Personal information
- Date of birth: 15 January 1931
- Place of birth: Villanuova sul Clisi, Italy
- Date of death: 21 January 2008 (aged 77)
- Place of death: Gavardo, Italy
- Height: 1.75 m (5 ft 9 in)
- Position: Striker

Senior career*
- Years: Team / Apps / (Gls)
- 1949–1951: Brescia / 41 / (24)
- 1951–1952: Roma / 25 / (9)
- 1952–1953: Palermo / 20 / (8)
- 1953–1954: Roma / 16 / (9)
- 1954–1955: Udinese / 31 / (20)
- 1955–1957: Lazio / 41 / (15)
- 1957–1961: Udinese / 125 / (49)
- 1961–1962: Internazionale / 24 / (8)
- 1962–1963: Modena / 13 / (2)
- 1963–1966: Alessandria / 59 / (21)

= Lorenzo Bettini =

Italian footballer

Lorenzo Bettini (born 15 January 1931 in Villanuova sul Clisi; died 21 January 2008 in Gavardo) was an Italian professional football player.

== Professional career ==
Lorenzo Bettini began his professional football career in 1949, signing with Brescia, where he played for two seasons before transferring to AS Roma in 1951. During the 1952–53 season, he was sent on loan to Palermo, returning to Roma after the loan spell concluded on June 30, 1953.

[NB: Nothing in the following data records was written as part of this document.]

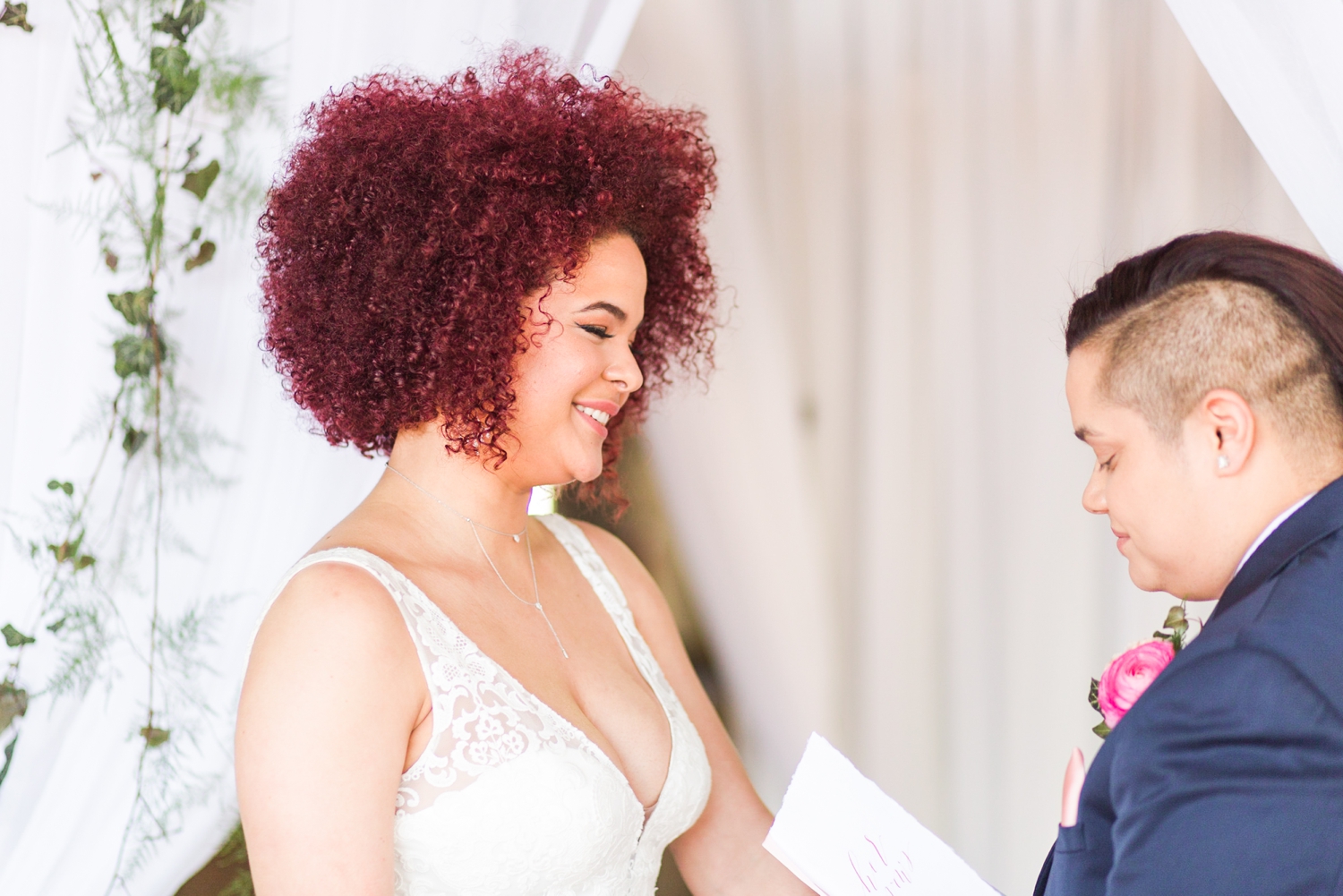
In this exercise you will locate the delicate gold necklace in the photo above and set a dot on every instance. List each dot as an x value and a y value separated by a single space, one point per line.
516 536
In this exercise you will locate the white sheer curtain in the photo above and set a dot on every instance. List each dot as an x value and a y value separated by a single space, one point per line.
878 493
70 788
1281 72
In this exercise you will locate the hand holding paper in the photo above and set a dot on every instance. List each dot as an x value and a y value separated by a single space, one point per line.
843 836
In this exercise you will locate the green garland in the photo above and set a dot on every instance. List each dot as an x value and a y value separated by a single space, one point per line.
167 104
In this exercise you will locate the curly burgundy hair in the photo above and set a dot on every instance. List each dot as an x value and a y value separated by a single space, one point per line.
413 217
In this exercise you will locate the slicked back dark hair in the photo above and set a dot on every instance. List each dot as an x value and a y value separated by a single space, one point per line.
1307 285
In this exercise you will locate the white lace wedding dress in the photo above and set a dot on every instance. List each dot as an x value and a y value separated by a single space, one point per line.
509 798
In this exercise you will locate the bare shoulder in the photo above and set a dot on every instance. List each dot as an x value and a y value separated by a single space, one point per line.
333 614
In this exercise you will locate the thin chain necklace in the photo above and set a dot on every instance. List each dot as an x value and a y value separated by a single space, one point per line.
536 592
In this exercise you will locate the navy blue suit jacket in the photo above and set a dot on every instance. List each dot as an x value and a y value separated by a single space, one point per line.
1227 777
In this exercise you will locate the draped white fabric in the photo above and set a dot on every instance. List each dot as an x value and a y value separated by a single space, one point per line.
878 493
69 791
1281 72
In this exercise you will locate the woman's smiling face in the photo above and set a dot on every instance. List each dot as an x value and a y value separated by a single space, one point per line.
579 370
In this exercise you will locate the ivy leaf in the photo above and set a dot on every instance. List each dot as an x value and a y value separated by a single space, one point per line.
133 440
175 83
13 637
133 305
16 15
155 737
134 356
203 254
13 702
198 182
192 13
192 152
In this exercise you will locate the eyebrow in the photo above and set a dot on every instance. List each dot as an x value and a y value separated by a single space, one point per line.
615 311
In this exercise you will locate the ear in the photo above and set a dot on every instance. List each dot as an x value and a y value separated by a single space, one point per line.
1229 429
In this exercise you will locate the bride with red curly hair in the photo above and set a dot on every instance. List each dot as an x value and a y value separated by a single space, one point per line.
483 278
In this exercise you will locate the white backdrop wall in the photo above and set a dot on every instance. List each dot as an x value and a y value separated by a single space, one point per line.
70 788
878 495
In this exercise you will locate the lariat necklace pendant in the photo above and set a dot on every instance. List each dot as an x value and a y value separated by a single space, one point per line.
516 536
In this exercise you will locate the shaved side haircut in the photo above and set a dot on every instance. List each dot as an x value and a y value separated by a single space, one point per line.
1222 311
1163 356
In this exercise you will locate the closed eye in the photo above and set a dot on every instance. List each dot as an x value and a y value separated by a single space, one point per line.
596 329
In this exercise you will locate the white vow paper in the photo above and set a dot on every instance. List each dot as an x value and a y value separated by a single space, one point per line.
843 836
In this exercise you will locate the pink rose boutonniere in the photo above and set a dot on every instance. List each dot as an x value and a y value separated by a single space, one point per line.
1133 670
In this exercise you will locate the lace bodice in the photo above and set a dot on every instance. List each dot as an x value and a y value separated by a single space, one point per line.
508 797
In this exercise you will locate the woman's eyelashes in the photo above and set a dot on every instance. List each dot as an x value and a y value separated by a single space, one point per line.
596 329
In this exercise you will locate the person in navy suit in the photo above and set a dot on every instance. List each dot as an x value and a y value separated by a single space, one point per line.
1208 376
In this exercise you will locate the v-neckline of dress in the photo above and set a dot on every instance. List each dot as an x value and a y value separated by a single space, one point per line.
582 737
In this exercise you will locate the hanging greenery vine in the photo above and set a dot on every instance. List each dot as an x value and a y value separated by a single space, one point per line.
166 107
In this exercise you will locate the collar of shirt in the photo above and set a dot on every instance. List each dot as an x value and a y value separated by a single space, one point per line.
1268 531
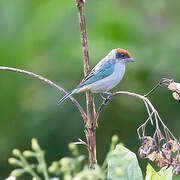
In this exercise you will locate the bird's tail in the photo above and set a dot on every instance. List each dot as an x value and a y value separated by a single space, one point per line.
67 96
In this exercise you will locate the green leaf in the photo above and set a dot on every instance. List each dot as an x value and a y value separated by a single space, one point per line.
123 165
163 174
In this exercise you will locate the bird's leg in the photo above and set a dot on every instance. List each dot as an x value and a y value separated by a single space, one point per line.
106 100
102 97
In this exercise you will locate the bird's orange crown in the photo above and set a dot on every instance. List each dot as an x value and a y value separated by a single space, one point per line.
119 50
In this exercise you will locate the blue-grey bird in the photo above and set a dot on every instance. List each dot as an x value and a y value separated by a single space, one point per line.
105 75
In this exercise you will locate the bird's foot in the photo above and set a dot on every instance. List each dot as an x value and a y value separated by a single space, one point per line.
107 99
105 102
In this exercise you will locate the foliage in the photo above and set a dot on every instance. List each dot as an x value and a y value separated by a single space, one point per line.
123 165
43 37
164 174
120 163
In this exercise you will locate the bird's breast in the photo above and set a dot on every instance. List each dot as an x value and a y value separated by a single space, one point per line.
110 81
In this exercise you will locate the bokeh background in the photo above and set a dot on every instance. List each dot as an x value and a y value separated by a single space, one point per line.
43 37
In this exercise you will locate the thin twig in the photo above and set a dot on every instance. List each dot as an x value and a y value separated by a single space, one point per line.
90 131
48 82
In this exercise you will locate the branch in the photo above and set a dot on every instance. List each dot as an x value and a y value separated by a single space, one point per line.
48 82
90 130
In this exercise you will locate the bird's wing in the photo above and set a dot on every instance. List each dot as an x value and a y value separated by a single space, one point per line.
100 71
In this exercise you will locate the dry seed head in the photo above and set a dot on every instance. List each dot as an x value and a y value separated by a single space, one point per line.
177 158
176 95
152 156
147 140
172 146
176 169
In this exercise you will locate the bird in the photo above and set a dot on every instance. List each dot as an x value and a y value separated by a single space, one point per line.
104 76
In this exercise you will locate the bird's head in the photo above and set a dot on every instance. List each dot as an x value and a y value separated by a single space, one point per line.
121 55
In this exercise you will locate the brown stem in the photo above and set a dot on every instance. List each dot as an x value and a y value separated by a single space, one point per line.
49 82
90 131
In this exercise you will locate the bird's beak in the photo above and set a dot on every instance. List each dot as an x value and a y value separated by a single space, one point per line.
129 60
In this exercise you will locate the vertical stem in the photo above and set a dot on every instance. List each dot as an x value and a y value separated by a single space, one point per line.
90 130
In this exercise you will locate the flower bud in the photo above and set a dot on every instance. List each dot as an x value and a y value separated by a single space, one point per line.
17 172
14 161
16 152
35 145
28 154
172 86
72 146
176 96
54 167
115 139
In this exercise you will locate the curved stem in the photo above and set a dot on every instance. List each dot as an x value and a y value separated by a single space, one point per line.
50 83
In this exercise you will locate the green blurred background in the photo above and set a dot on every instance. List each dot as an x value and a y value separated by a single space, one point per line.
43 36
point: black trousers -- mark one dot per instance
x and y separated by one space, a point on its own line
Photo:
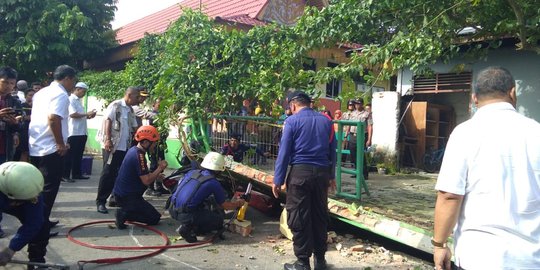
136 208
37 247
206 218
307 209
51 166
109 174
73 160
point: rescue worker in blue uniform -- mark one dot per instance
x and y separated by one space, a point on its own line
20 186
199 199
308 146
134 178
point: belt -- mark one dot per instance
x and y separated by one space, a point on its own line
311 167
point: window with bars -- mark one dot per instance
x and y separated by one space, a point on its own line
443 83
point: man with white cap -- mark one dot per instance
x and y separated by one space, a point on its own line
22 87
77 133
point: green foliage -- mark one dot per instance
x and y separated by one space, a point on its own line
202 68
416 33
38 35
145 68
207 69
107 85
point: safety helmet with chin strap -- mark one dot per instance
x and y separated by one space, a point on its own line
20 180
147 133
214 161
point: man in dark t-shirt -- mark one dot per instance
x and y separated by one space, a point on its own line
133 179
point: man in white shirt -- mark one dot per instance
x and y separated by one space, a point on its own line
77 133
119 125
48 134
489 184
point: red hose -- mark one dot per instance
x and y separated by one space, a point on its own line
114 260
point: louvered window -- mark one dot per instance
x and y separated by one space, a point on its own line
443 83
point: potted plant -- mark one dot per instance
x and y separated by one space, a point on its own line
381 168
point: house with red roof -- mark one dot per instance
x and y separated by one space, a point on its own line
238 14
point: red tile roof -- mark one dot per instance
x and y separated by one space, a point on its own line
242 19
244 11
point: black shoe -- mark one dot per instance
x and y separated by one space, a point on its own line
102 209
67 180
320 264
187 232
53 223
298 265
120 216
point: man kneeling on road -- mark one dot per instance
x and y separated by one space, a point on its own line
20 185
133 179
197 197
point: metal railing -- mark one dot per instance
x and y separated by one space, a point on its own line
259 135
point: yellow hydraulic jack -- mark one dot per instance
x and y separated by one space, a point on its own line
43 265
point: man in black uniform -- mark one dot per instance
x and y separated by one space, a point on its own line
308 145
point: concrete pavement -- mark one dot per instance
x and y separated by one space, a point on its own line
75 205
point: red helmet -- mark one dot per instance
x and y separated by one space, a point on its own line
147 133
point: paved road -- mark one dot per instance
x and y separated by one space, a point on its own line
264 249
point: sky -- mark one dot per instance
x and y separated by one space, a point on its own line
131 10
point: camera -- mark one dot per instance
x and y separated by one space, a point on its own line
17 112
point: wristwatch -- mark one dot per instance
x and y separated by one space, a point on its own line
438 244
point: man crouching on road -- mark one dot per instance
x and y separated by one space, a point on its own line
133 179
196 195
20 185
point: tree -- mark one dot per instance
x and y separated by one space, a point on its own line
38 35
417 33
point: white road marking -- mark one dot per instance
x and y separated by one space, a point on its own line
166 256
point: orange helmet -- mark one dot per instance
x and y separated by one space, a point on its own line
147 133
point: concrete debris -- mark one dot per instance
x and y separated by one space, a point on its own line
357 248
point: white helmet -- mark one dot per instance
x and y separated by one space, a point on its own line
214 161
20 180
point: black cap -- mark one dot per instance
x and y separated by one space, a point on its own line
298 95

In 1954, he transferred to Udinese, marking the beginning of a significant period in his career. The following year, he joined Lazio, before returning to Udinese again in 1957. His performance caught the attention of Inter Milan, who signed him in 1961 for a fee of €30,000.

After a season at Inter, he moved to Modena in 1962, followed by a transfer to Alessandria in 1963, where he played until his retirement in 1966. Over the course of his career, he featured for a variety of Italian clubs, including several in Serie A and Serie B.